We are exchanging information telepathically, of sights, sounds and tastes that I’ve experienced while on the earth. They are given the opportunity to walk in my memories. It is here where I must answer the questions about the choices I made while I was in my human form. The biggest question being asked of me was why I chose to make my family not do CPR on me, not to be brought back to my earthly body. I explained that my organs, my kidneys, liver, heart and lungs were all failing. If I had been brought back to my body, I would have been forced to be on machines to sustain my earthly existence. This in my opinion is not living as a viable human. My explanation was accepted, I had not chosen to end my life, but had chosen not to exist in a vegetative state.
I am allowed to make my choice; I want to return to earth, not as a human, but as a guardian spirit to my family who are still earthbound. I feel the need to stay and help my grand children, to watch over them, to guide them, to experience their lives. My request is granted, and I am allowed to participate in my family’s lives, for as long as I feel the need.

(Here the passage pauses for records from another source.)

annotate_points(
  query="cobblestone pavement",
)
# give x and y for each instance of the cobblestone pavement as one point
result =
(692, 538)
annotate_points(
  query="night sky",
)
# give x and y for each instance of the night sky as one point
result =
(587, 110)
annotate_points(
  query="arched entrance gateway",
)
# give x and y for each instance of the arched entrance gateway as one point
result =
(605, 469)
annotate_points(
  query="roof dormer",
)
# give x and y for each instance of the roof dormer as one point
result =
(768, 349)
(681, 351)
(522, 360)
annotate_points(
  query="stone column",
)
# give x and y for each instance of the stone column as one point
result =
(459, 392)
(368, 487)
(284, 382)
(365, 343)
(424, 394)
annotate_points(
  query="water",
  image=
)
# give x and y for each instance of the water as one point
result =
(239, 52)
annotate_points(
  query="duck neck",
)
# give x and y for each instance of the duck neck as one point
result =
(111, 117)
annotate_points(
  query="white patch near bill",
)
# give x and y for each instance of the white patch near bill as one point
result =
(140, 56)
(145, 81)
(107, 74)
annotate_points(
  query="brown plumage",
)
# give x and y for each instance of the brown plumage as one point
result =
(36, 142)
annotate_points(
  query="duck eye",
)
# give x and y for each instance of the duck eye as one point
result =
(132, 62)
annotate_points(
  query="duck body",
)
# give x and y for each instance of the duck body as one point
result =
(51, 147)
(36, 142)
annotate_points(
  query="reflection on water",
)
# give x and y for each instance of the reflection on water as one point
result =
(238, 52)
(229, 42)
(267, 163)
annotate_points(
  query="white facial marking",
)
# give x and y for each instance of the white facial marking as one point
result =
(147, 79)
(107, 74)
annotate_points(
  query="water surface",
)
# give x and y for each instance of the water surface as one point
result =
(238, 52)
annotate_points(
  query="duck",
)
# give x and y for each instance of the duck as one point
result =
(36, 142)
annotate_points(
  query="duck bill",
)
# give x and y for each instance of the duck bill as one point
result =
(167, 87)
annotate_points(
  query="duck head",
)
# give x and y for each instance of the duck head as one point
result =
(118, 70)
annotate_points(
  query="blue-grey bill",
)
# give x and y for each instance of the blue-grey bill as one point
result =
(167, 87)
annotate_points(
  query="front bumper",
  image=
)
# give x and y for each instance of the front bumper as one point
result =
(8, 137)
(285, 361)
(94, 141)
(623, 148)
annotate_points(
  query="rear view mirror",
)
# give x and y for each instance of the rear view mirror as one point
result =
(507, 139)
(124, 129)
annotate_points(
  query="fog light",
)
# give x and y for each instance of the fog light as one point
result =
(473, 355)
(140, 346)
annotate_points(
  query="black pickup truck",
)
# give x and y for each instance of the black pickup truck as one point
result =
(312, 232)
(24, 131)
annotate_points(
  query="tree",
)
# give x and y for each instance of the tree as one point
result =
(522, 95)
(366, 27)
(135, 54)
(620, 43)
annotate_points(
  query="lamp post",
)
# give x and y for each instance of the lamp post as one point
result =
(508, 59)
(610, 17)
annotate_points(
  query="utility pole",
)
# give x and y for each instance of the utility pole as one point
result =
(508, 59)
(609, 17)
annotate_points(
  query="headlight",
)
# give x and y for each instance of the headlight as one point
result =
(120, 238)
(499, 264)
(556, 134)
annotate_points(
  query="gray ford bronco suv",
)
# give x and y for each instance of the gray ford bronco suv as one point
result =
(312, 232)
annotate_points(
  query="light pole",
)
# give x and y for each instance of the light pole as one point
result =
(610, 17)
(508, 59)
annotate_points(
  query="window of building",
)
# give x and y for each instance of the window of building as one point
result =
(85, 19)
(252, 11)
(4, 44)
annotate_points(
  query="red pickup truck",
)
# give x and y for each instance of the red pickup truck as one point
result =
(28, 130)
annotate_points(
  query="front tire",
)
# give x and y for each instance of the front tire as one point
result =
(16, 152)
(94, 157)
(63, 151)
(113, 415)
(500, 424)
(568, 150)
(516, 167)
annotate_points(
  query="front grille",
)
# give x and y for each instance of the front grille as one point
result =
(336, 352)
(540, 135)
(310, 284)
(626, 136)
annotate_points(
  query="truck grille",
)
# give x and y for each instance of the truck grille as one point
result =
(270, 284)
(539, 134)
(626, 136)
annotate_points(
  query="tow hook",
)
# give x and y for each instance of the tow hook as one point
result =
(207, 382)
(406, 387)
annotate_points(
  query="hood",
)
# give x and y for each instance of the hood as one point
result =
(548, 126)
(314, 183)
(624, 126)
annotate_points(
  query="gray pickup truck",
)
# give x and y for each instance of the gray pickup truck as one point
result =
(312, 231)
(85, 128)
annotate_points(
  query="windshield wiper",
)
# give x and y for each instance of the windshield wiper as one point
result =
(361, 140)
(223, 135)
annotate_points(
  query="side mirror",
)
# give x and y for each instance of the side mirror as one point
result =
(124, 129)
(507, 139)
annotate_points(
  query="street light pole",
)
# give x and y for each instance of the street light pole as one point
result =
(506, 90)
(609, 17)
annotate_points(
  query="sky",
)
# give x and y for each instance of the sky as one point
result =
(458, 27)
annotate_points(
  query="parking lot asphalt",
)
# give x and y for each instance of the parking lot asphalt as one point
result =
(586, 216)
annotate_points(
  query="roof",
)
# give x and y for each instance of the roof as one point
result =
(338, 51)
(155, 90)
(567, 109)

When I returned to earth, I viewed my family as they gathered for my memorial service. I watch my daughter read The Letter to my loved ones. I see their faces; they understand the message I am sending from my heart. I have shared a special memory to remind them how special they each were to me, and they accepted my gift. They gather together to share their love of each other, and share their memories; I am pleased to see that they are remembering me, as I wanted them to, with love and laughter taking over the grief.
I settle into my new role, being unseen yet active in their lives. My daughter takes my
Grandchildren out onto the deck as they gaze up into the night sky, she tells them that
Grandma now lives with God, but we can still talk with her when we need to. She
told them to pick out a special star and that star would be used to contact Grandma when
they needed or wanted to talk to me. I felt so special; they picked out the North Star
because is shines the brightest and they could always find it. Through the years I
watched as they came out onto the deck and talked to the North Star, about the troubles
they had in school, when the bullies picked on them. The boyfriends and girlfriends they
believed they were in love with, the ones who broke their hearts. They shared there
dreams and their goals, they talked to me often, not only when they were sad, they
shared their lives with me.
The Letter still gets taken out occasionally and is read at family gatherings, and we all
can smile as the words are read out loud once more.